As an alternative, we can use the integer conversion as follows:

def drop_punct(text):

    return text.replace(",", "").replace("$", "")

drop_punct_int = then_convert(int)(drop_punct)

This will allow us to provide a new name to the decorated cleaning function. This solves the naming problem, but the construction of the final function via the then_convert(int)(drop_punct) method is rather opaque.

It seems like we've reached the edge of the envelope here. The decorator model isn't ideal for this kind of design. Generally, decorators work well when we have a number of relatively simple and fixed aspects that we want to include with a given function (or a class). Decorators are also important when these additional aspects can be looked at as an infrastructure or a support, and not something essential to the meaning of the application code.

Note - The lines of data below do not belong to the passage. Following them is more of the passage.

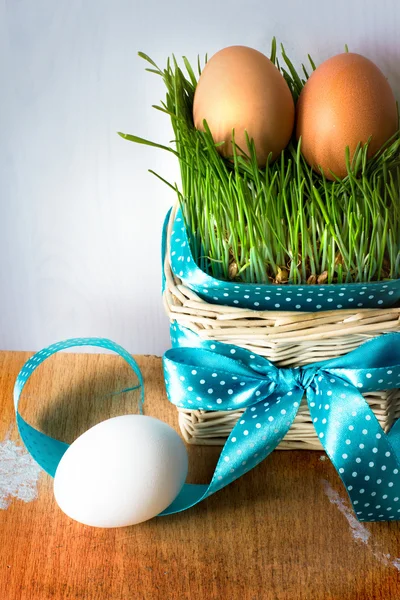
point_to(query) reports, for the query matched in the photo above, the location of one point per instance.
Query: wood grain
(271, 535)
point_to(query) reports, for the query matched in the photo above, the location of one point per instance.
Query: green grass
(284, 223)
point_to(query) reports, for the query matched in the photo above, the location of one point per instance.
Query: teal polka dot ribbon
(218, 376)
(314, 298)
(46, 450)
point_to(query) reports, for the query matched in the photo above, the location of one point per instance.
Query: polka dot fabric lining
(301, 298)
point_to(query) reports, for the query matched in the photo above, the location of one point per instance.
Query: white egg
(120, 472)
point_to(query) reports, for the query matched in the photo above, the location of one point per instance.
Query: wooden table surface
(283, 531)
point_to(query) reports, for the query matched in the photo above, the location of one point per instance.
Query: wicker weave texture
(287, 339)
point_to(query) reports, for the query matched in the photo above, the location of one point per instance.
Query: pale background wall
(80, 217)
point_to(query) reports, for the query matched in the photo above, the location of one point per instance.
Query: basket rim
(178, 298)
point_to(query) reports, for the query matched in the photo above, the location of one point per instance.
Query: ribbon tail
(256, 434)
(358, 448)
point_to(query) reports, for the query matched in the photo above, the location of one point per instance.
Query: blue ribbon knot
(218, 376)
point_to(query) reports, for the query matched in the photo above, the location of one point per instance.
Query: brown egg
(346, 100)
(241, 89)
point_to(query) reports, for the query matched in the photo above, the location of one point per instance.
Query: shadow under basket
(286, 338)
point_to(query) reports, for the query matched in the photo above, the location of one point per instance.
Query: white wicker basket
(286, 339)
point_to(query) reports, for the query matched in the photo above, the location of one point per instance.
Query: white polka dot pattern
(46, 450)
(362, 453)
(272, 297)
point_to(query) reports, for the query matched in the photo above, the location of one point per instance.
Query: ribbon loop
(367, 459)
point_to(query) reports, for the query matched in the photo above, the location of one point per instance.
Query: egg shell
(241, 89)
(121, 472)
(346, 100)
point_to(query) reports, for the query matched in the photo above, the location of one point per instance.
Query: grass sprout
(284, 223)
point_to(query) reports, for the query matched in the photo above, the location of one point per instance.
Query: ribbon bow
(219, 376)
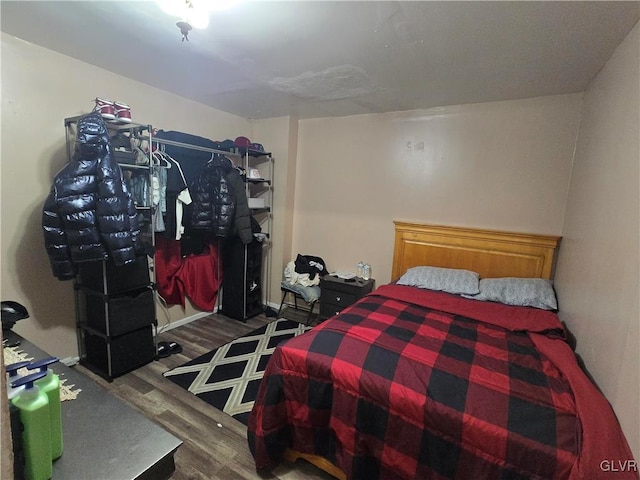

For something that involves multiple orthogonal dimensions, we might want to result to the Callables function with various kinds of plugin strategy objects. This might provide something more palatable. We might want to look closely at creating higher-order functions. We can then create partial functions with various combinations of parameters for the higher-order functions.

The typical examples of logging or security testing can be considered as the kind of background processing that isn't specific to the problem domain. When we have processing that is as ubiquitous as the air that surrounds us, then a decorator might be more appropriate.

Summary

In this chapter, we've looked at two kinds of decorators: the simple decorator with no arguments and parameterized decorators. We've seen how decorators involve an indirect composition between functions: the decorator wraps a function (defined inside the decorator) around another function.

Using the functools.wraps() decorator assures that our decorators will properly copy attributes from the function being wrapped. This should be a piece of every decorator we write.

In the next chapter, we'll look at the multiprocessing and multithreading techniques that are available to us. These packages become particularly helpful in a functional programming context. When we eliminate a complex shared state and design around nonstrict processing, we can leverage parallelism to improve the performance.